At Auckland, the only airport from which Air New Zealand and Qantas operate direct flights between New Zealand and the US, staff were told of the changes on Sunday only six hours before the next scheduled flight to the US.

Aviation Security Service chief Mark Everitt said no aircraft were delayed.

He said about 30 additional staff had been helping to process passengers, who seemed to be heeding advice to allow an extra hour for checking in. "We have not had any complaints from passengers."

Between three and five flights leave Auckland for the US every day.

Mr Everitt said New Zealand's expertise in "balancing the use of technology and human resources" had helped.

"This looks like a step back into the 90s and we are in a very lucky position that our staff are well trained to apply the human factors rather than using technology."

He would not comment on the specifics of the new security checks, but they are understood to involve the use of sniffer dogs, rigorous luggage searches and body searches.

Mr Everitt described the additional security measures as "a stop-gap measure" and expected them to be reviewed and refined by the US authorities within the next five days.

Law enforcement leaders say Abdulmutallab claimed to have been acting on instructions from Al Qaeda to detonate an explosive device over US soil.

Investigators are trying to figure out how the device he had was made, how much of a broader threat it poses to air security and whether rules need to be further tightened.

Abdulmutallab had emerged from the toilet complaining of an upset stomach, put a blanket on his lap and allegedly tried to set off explosives strapped to his body.
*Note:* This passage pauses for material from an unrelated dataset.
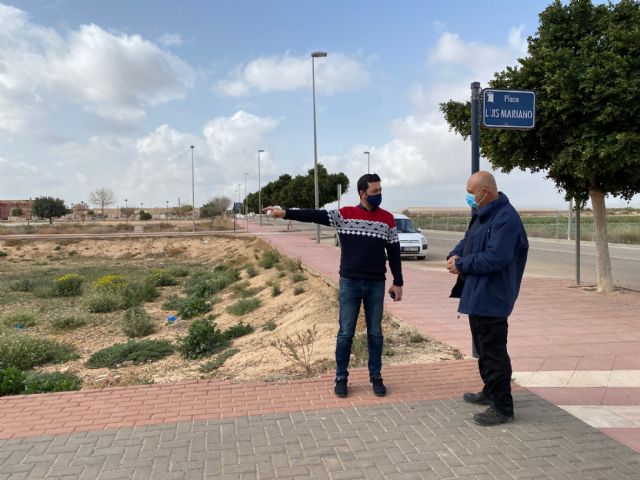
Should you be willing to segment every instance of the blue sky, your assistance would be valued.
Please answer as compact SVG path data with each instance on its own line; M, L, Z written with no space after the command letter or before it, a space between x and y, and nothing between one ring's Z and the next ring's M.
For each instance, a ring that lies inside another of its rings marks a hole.
M386 208L462 207L470 145L438 102L515 64L547 3L0 3L0 197L190 202L190 145L198 205L244 191L245 172L256 191L258 149L263 184L305 172L323 50L319 161L354 185L370 151ZM566 206L541 175L497 177L516 206Z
But passengers and crew overpowered him.

He has been charged with attempting to blow up the aircraft.

Passengers flying to the United States are now banned - in the final hour before landing there - from standing up, going to the toilet, opening lockers and covering themselves with blankets.

In-flight entertainment is also being withdrawn where the systems include flight maps showing the plane's location, for fear the bombers will use the information to pinpoint targets, the Times of London reported.

Air Canada and British Airways disclosed the security steps in notices on their websites.

"Among other things, during the final hour of flight, customers must remain seated, will not be allowed to access carry-on baggage or have personal belongings or other items on their laps," Air Canada's website read.

But New Zealand aviation commentator Peter Clark labelled the measures a "knee-jerk reaction" and an exercise by the American authorities in making people feel secure.

"It gives people a false sense of security, but does little or nothing at all for air security," Mr Clark said.

He said one of the ways to eliminate problems was to not allow any cabin baggage on board aircraft.

But even then, it was possible for people to carry on their bodies small amounts of chemicals or powders which existing screening methods were unable to pick up.

"Short of not allowing people to carry anything or wear any clothes on board an aircraft, there is no foolproof way of stopping this from happening in the future," Mr Clark said.

"The security in the United States is already extremely high now, and it seems to be that these people just go one step ahead against the security that's being imposed."

He said one way passengers could help to increase security was by being observant and monitoring the people they were travelling with and their surroundings.

They should report any suspicious actions.